France rolls out saliva tests to detect Covid-19 in schools, universities

Photo: EPA Health Minister Olivier Veran

In good news for those who don't particularly enjoy having a swab shoved deep into one nostril, the French health authority has given the green light for the rollout of saliva tests for Covid-19, The Local France reported. The test is considered slightly less accurate than the nasal swab, but it is easier and more pleasant to use, and will be used to ramp up mass testing in schools and universities.

The saliva test was on Thursday given the green light for use from France's medical regulator Haut Autorité de Santé, which recommended it for use in asymptomatic people.

The test involves spitting out a small amount of saliva, which is then analysed in a laboratory. Unlike the nasal-swab antigen tests, the saliva test does not give on-the-spot results but has to be sent to a laboratory to be analysed.

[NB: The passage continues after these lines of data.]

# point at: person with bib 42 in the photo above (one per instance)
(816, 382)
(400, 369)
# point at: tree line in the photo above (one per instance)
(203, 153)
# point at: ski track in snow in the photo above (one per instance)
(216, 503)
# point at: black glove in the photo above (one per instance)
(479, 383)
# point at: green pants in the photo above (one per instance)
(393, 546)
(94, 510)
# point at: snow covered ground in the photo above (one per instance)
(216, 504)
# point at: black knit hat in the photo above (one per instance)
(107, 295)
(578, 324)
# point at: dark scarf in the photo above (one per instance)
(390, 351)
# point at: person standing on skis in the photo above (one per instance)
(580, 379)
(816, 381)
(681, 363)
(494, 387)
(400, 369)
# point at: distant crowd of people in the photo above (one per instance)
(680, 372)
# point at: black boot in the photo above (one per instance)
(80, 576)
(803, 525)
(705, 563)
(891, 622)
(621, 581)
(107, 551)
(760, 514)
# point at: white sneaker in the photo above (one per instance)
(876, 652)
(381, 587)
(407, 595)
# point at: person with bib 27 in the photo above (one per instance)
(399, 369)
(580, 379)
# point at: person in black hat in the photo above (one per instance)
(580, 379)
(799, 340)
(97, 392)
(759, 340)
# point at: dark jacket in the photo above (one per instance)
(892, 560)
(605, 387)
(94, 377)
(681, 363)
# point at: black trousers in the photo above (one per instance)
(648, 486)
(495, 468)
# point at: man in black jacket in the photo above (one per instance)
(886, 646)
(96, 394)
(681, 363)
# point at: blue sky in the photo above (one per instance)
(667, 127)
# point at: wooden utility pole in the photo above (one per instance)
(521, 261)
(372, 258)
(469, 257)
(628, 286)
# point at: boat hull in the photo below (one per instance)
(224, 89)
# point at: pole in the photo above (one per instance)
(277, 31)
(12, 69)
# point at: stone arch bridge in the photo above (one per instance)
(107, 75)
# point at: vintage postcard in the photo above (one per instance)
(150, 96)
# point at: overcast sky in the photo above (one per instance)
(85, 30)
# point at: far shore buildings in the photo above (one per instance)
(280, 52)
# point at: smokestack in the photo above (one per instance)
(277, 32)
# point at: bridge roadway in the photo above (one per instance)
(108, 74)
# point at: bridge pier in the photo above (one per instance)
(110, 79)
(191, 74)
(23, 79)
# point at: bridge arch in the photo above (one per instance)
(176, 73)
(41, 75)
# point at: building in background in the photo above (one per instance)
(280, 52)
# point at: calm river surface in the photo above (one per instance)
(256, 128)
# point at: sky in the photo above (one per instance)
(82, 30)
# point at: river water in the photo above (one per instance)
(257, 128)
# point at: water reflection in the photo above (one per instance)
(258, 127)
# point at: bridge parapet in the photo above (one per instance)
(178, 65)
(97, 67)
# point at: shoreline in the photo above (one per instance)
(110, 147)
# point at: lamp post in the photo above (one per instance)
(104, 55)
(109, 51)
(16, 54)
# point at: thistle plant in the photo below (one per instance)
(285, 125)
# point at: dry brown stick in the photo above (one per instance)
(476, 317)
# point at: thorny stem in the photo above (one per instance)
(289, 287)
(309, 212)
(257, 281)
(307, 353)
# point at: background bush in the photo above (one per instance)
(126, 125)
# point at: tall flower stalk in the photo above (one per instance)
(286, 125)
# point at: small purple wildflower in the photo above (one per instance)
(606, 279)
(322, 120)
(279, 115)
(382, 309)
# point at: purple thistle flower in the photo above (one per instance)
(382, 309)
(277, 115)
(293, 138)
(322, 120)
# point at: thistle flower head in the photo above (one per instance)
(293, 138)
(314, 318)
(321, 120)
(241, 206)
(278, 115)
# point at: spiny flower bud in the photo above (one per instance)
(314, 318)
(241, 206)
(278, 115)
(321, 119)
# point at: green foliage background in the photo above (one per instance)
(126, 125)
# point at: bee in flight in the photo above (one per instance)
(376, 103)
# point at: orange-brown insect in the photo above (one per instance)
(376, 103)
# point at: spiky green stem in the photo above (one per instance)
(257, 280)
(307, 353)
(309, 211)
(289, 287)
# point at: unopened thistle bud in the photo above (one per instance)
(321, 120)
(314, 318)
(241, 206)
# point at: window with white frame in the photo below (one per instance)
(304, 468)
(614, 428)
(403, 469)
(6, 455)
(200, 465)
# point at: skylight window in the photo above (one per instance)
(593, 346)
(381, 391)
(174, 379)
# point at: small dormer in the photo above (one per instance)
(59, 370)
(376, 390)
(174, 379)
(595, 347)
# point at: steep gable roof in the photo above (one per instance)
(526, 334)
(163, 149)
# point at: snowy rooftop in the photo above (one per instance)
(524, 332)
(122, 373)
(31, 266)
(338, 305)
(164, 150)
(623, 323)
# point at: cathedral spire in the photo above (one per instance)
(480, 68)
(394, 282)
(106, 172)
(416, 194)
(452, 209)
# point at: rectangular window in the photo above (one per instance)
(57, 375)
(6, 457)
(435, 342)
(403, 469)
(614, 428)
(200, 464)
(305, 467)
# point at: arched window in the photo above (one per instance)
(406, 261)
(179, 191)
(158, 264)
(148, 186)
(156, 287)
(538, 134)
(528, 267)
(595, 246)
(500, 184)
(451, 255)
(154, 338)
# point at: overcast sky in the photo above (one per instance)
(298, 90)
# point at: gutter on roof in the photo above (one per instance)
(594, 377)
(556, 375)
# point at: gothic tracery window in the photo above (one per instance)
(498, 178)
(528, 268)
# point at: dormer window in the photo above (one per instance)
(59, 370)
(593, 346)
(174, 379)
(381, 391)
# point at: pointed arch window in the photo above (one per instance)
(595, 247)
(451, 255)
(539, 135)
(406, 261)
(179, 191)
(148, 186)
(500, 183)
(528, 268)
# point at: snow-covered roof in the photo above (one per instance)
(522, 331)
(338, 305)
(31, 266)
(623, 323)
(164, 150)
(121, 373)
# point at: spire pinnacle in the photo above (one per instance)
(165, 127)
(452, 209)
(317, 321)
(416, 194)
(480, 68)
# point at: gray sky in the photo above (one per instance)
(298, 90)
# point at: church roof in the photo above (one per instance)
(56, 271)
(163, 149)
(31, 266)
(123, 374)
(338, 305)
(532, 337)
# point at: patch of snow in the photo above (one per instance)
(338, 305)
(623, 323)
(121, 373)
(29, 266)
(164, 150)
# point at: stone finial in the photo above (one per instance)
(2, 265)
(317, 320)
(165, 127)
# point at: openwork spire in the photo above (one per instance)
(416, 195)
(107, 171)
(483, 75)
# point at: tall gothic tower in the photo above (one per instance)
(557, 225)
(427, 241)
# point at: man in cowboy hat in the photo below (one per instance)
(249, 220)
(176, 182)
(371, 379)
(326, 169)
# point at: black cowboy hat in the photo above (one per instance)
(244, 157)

Mass testing of pupils and staff has been promoted by the French government as a way of keeping schools open but the virus under control, but many pupils found the nasal swab tests uncomfortable or distressing, so the new saliva test will be rolled out first in schools.

It will then be extended to universities, which are currently running around half of classes with in-person teaching.

"We are going to multiply collective screening operations, notably in schools (...), but also in universities," Health Minister Olivier Veran said, adding that the saliva test was "more comfortable" for children.